Маньчжурский кандидат - страница 13
— Класс, класс, класс! — слова вылетали из него без единой паузы. — Просто высший класс!
— Ты это мне, что ли, говоришь? — спросил Бобби Лембек. — Побольше некоторых разбираюсь!
— Полюбуйтесь-ка на него, — с гордостью сказал Мэвоул. — Только что из пеленок, а уже ведет себя, как настоящий знаток.
— Так, парни. — Мелвин вдруг вспомнил, что он тут главный. — Через полчаса мы выдвигаемся на север. Пошли.
Бобби Лембек поцеловал Мари-Луизе руку.
— Мансей! — сказал он.
Это было единственное известное ему корейское слово. Бобби вложил в него надежду галантного кавалера на новую встречу, поскольку оно означало: «Да живет наша страна десять тысяч лет».
Сержант Шоу обладал способностью выдавливать из себя самые натуральные слезы, когда излагал историю своей жизни и доходил до особо волнительных моментов. Капитан Марко всячески поощрял его рассказы, поскольку они помогали скоротать долгие часы в карауле. В такие минуты пылающее яростью лицо сержанта сияло, словно вырванное из груди и брошенное на залитые лунным светом камни сердце. Да, капитан любил его слушать, потому что в каком-то смысле это было все равно что слушать стенания Ореста, возмущающегося Клитемнестрой.[7]

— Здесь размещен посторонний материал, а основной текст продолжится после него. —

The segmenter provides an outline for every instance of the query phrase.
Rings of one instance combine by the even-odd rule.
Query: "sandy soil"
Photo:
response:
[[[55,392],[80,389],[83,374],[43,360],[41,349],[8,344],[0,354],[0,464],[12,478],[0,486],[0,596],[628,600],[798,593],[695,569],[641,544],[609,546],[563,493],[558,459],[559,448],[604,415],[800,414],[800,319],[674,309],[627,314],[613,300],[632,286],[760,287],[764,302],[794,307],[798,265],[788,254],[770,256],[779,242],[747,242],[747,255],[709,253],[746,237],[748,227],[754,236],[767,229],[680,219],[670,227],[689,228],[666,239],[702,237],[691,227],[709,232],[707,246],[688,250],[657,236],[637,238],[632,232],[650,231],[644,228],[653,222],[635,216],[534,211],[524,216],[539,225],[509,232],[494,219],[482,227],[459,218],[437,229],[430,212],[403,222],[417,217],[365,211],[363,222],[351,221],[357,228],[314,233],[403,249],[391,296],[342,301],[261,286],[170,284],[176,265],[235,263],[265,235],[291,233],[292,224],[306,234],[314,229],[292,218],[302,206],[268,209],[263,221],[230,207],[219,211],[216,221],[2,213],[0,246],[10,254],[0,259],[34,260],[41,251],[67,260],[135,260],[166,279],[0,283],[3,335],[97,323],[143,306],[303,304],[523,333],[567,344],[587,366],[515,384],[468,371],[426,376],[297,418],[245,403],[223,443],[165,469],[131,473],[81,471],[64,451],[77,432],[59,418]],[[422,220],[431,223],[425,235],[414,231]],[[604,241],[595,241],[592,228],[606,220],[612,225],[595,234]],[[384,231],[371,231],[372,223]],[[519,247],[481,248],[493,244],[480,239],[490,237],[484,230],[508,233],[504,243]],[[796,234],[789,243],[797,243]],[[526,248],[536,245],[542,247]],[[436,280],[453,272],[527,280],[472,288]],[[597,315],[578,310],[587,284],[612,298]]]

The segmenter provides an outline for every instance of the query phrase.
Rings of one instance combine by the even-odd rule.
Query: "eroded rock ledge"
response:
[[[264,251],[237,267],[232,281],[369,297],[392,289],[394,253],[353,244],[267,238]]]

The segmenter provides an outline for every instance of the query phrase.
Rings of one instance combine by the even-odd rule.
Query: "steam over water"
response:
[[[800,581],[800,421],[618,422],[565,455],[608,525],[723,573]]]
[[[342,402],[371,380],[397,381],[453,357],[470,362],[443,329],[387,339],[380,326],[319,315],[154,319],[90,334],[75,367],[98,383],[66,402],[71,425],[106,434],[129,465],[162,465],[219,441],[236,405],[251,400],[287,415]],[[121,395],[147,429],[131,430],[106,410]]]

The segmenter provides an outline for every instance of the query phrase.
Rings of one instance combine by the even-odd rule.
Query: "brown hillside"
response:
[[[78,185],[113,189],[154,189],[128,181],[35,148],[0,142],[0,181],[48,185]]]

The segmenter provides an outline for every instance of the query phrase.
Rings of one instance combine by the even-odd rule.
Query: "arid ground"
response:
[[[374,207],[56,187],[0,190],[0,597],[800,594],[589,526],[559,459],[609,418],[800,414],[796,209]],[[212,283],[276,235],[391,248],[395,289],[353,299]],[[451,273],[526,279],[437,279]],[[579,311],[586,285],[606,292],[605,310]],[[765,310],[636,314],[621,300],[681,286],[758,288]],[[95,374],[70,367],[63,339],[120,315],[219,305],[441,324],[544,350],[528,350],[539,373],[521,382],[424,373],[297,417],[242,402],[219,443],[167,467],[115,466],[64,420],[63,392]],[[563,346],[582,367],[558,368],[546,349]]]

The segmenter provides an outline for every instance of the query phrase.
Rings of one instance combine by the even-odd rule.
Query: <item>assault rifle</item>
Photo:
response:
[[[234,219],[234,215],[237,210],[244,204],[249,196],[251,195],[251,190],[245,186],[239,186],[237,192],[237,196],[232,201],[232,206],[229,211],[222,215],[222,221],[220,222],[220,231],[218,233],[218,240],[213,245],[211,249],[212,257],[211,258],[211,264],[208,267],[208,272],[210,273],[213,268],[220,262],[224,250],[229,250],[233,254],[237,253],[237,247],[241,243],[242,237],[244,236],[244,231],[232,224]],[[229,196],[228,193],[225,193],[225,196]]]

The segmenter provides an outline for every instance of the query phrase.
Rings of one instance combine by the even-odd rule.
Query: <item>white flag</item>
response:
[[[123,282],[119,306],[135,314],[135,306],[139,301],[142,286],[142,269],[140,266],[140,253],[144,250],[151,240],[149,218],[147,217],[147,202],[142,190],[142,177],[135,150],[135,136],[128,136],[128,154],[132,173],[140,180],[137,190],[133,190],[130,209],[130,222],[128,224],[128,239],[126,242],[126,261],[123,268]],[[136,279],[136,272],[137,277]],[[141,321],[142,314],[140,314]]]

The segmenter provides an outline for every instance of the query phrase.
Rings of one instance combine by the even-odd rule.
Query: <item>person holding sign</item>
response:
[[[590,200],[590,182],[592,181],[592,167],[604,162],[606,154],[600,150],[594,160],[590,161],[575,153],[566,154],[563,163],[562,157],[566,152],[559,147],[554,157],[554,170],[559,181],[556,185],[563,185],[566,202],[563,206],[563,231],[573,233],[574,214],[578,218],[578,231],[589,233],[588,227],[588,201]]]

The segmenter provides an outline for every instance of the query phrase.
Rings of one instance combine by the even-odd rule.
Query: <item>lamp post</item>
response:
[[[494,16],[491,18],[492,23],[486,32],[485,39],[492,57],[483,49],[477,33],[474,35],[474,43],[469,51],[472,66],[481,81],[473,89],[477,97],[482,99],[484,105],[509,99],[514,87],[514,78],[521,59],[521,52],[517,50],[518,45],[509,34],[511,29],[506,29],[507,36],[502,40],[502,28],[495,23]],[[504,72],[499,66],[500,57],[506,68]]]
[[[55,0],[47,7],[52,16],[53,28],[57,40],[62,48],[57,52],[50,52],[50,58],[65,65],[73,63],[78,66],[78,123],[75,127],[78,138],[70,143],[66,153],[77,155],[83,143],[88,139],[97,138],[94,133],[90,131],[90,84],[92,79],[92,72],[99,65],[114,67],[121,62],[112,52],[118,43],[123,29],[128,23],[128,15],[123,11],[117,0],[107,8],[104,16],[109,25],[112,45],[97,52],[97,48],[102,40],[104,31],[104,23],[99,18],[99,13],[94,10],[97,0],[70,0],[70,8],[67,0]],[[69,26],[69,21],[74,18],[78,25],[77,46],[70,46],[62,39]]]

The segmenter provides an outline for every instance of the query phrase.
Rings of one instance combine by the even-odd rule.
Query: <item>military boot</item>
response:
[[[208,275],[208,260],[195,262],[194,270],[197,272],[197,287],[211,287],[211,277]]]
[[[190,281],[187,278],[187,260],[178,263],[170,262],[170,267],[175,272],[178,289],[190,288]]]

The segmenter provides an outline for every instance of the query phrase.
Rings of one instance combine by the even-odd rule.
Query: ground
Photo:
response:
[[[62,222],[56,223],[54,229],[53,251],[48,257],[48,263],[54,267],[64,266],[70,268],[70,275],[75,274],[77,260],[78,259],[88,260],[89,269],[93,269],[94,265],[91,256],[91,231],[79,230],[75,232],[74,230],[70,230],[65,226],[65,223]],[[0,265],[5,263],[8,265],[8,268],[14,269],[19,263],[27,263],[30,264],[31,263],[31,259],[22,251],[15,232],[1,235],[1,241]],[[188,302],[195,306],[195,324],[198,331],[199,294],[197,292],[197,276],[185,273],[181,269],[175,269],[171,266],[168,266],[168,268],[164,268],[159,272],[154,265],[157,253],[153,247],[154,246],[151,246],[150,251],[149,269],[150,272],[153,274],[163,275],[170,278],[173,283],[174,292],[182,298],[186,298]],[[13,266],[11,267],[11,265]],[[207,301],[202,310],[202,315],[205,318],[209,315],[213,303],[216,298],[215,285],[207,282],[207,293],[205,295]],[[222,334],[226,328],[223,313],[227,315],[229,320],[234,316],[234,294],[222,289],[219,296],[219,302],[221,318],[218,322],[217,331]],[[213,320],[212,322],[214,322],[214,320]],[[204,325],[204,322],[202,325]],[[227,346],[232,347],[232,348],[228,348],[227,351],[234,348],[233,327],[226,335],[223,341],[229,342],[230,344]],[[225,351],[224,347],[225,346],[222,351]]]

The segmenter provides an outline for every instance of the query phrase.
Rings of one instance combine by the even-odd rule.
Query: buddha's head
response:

Капитан Марко трепетно относился к поэзии, литературе, просто познавательной информации в любом виде, как имеющей, так и не имеющей отношения к войне. Он любил читать. По его мнению, во многих армейских гарнизонах в свободное время делать было совершенно нечего, кроме как пить, играть в бридж и читать. Марко любил пиво, но не признавал крепких спиртных напитков. Он плохо соображал в карточных играх и почему-то почти всегда проигрывал старшим по званию. С сослуживцами ему уже давно было не о чем говорить, кроме как о войне, поэтому он повсюду таскал за собой ящики с книгами на самые разные темы; не единожды они проделывали с ним путь из Сан-Франциско к очередному месту назначения.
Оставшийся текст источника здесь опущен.